You should know that I'm a professional videographer, so autofocus isn't a priority to me.

  • Samyang 14mm f/2.8. Shows significant distortion, but it makes a great effects lens for video. Quite sharp. Great value if you don't need AF.
  • Canon EF 24-105 f/4 L IS. One of my favourite general-purpose lenses. I've shot entire weddings with just this lens (by choice, too! The shootsac had other lenses, but it's just so darn versatile!). Despite being a "kit" lens, this lens is quite sharp and has reliable autofocus. The IS is very handy, too. If Canon made a 24-105 f/2.8 IS, I'd probably sell most of my lenses and then carry the f/2.8 and a 2x teleconverter.
  • Canon EF 24-70 f/2.8 L I. A wedding photographer's best friend. Most photogs I know use this with a 70-200. Great combination. That being said, I've never been "wowed" by the image quality. The image quality is very good, but I can see why people are willing to upgrade to the new II version.
  • Voigtlander 28mm f/2.8 (pancake lens). This lens is brand new. It was released less than a month ago. It's entirely manual focus, and it's extremely small and well built. The image quality in the center is really sharp and with decent contrast. The corners are soft and show vignetting wide open. Despite being less than perfect optically, the lens's small size, wonderful focus ring, excellent build quality, and great center sharpness make it fun to use.

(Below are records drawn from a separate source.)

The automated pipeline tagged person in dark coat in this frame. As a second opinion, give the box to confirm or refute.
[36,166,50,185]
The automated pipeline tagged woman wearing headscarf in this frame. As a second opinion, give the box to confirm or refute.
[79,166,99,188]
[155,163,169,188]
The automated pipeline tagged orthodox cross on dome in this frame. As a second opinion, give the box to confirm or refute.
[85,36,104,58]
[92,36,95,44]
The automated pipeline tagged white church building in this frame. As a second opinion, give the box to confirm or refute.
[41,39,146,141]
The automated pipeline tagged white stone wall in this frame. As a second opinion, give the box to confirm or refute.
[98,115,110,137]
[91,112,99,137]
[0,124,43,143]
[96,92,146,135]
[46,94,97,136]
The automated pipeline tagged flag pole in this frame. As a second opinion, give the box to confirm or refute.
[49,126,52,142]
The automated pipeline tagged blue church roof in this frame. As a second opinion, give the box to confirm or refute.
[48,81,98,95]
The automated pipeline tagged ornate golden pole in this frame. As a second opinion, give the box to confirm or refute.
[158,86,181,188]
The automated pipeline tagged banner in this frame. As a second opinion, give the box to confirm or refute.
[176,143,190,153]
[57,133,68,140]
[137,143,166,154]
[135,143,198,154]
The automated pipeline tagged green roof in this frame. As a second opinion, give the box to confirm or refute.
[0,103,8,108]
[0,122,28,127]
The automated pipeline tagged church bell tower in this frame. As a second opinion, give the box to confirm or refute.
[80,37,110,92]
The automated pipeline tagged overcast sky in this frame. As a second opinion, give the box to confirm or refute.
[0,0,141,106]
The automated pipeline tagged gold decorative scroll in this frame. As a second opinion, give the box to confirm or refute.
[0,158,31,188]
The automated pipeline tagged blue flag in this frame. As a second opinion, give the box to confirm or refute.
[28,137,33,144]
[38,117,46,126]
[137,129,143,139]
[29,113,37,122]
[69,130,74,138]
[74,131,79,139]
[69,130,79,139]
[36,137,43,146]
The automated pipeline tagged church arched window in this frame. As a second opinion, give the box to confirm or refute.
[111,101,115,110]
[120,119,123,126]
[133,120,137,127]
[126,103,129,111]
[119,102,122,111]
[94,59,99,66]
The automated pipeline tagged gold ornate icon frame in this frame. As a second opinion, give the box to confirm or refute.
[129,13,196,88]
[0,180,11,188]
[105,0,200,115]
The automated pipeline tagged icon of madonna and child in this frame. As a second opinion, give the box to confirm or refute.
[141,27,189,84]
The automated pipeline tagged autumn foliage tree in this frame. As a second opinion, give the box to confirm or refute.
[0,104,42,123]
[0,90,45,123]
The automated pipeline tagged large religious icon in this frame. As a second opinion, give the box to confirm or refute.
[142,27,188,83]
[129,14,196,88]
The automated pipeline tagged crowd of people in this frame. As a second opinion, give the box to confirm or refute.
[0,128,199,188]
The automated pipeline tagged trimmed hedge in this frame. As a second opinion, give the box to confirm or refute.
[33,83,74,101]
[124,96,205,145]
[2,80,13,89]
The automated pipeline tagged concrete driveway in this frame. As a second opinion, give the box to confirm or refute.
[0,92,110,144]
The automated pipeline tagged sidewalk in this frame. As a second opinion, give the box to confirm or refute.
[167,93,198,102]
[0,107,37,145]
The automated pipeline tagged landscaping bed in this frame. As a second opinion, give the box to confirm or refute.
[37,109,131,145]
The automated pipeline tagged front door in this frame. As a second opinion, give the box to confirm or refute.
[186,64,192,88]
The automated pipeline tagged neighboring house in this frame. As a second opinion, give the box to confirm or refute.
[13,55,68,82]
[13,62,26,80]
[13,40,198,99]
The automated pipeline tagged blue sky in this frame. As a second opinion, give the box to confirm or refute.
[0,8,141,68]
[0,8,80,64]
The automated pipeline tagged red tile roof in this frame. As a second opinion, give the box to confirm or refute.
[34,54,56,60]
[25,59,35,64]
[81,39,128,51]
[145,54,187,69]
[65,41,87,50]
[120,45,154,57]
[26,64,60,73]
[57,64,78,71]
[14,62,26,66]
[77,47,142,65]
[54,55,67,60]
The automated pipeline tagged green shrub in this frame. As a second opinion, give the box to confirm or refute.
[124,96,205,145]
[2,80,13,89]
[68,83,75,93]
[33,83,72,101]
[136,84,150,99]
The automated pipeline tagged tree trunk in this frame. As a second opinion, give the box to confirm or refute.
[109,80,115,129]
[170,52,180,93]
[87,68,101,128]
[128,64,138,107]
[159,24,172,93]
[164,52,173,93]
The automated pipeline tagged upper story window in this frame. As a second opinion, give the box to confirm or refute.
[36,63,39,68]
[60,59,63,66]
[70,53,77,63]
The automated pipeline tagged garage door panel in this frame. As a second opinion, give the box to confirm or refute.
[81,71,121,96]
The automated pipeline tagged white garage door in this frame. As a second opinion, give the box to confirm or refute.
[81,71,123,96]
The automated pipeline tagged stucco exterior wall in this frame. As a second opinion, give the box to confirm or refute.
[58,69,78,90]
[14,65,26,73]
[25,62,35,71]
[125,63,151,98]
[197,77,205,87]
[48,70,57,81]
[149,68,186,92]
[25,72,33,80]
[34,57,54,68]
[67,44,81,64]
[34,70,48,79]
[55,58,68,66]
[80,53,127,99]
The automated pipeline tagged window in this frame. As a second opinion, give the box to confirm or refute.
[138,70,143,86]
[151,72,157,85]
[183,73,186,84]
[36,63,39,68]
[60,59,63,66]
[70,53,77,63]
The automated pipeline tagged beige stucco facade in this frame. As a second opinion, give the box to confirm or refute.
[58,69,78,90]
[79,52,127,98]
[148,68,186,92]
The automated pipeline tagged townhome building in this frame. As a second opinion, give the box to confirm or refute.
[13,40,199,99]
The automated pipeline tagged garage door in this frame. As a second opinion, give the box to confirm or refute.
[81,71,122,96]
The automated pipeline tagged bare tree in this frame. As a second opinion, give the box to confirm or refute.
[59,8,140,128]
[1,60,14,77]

  • Canon EF 50mm f/1.4. I think this is one of the best values in Canon's lineup. The build quality is better than the 50mm f/1.8, and the focus ring feels really nice. That being said, I've worked with people whose copies had the AF motor die, which is apparently a common problem. The image quality is quite good, which is what you'd hope for when shooting with a fast prime lens.
  • Canon EF 70-200 f/2.8 IS I. This big, heavy lens' versatility makes up for its sometimes awkward size. The IS and AF work well in my copy, and I'm generally pleased with the image quality. I bought it used, and it was worth the price. That being said, if you have the budget, consider the II version. It's noticeably sharper and will quickly sell if you ever have to part with it.
  • Canon EF 85mm f/1.8. I love this lens for photography. It's a great portrait lens. Sharp, fast AF, unobtrusive size, and reasonably priced. That being said, I find the focal length really awkward for video. For photography, this is probably the best value in Canon's lineup - even more so than the 50 f/1.4.
  • Nikon 180mm f/2.8 ED (manual focus). I use this old lens on my Canon's with a cheap adapter purchased from ebay. We often shoot with second or third shooters who don't have long lenses, so this is a great lens to lend them on wedding days during ceremonies. The image quality is really quite good, and it's very solidly built. My biggest complaint for video is that it doesn't come with a tripod collar, which means you tend to get lens shake in your footage whenever you pull focus.

  • Sigma 24mm f/1.8. Reasonably sharp. Quite versatile because of its macro abilities and large aperture. It's a large lens, and I found I didn't use it enough to justify the weight in my shootsac. Most importantly, my copy had terrible backfocusing. Even after sending it back to Sigma for repairs and then micro adjusting it to match my bodies, it was still unreliable. I bought it used and sold it at a significant loss. Sigma is notorious for poor quality control. Sigma makes some great glass, but make sure you test the lens yourself with your camera before you buy.
  • Canon EF 50mm f/1.8 II. Fairly sharp wide open and better stopped down. For it's price, it's a great little lens, but it's poor build quality and tiny focus ring may get on your nerves. If you can afford it, go for the 50 f/1.4.
  • Canon EF 50mm f/2 macro. This is probably the sharpest Canon lens I own. It has excellent image quality. Unfortunately, the build quality is quite poor. After using the lens only four or five times (always indoors), the focus ring has started to grind and turn awkwardly. I'll be sending it in for service. I also find the focus ring uncomfortable to use and difficult for focusing on distant objects (it's made for macro work). After this one's back from Canon, I'll be selling it.